Member of the Lisbon Municipal Assembly
- In office 18 October 2021 – 12 October 2025
- In office 11 October 2009 – 24 October 2013

Personal details
- Born: Gonçalo Maria Pacheco da Câmara Pereira 15 May 1952 (age 73) Lisbon, Portugal
- Party: People's Monarchist Party (1974–present)
- Spouse: Maria do Carmo Amaral ​ ​(m. 1974)​
- Children: 3
- Alma mater: University of Évora
- Occupation: Politician • Fado singer • Actor

= Gonçalo da Câmara Pereira =

Portuguese politician

Gonçalo Maria Pacheco da Câmara Pereira (born 15 May 1952) is a Portuguese politician, fado singer and actor. In 2020 he announced his candidacy for presidency of Portugal in the 2021 presidential elections, which he withdrew from. He has chaired the People's Monarchist Party (PPM) since 2017.

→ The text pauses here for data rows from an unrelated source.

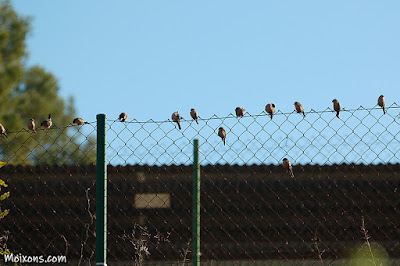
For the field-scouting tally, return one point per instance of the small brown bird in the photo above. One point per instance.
(194, 115)
(47, 123)
(79, 121)
(240, 111)
(337, 107)
(299, 108)
(222, 134)
(3, 131)
(288, 165)
(123, 117)
(176, 117)
(31, 125)
(381, 103)
(270, 109)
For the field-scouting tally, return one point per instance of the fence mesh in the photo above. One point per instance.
(343, 197)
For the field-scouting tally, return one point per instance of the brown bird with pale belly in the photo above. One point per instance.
(3, 131)
(194, 115)
(239, 111)
(31, 125)
(79, 121)
(176, 117)
(123, 117)
(299, 108)
(270, 109)
(288, 165)
(47, 123)
(222, 134)
(337, 107)
(381, 103)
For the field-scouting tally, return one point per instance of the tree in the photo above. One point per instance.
(32, 92)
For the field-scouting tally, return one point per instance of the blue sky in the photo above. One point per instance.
(151, 58)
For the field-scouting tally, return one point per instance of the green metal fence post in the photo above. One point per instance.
(101, 191)
(196, 205)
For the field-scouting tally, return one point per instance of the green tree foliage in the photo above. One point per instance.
(33, 92)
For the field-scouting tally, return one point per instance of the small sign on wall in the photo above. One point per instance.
(152, 200)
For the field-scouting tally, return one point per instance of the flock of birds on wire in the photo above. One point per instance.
(176, 117)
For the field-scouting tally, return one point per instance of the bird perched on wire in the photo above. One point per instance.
(194, 115)
(47, 123)
(3, 131)
(79, 121)
(176, 117)
(222, 134)
(123, 117)
(240, 111)
(381, 103)
(288, 165)
(31, 125)
(270, 109)
(337, 107)
(299, 108)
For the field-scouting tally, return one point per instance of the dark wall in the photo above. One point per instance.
(255, 212)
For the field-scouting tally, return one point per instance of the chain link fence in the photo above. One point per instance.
(342, 205)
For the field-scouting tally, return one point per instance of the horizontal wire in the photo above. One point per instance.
(262, 114)
(214, 117)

He was a member of the Lisbon Municipal Assembly between 2009 and 2013, nominated by the PPM as part of the "Lisboa com Sentido" coalition (PPD/PSD. CDS-PP. MPT. PPM). Since 2021, he has once again been a member of the Lisbon Municipal Assembly for the 2021 – 2025 term, having been nominated by the PPM as part of the "Novos Tempos Lisboa" coalition (PPD/PSD. CDS-PP. A. MPT. PPM).

He is a direct descendant of John VI, King of Portugal, and Pedro Álvares Cabral.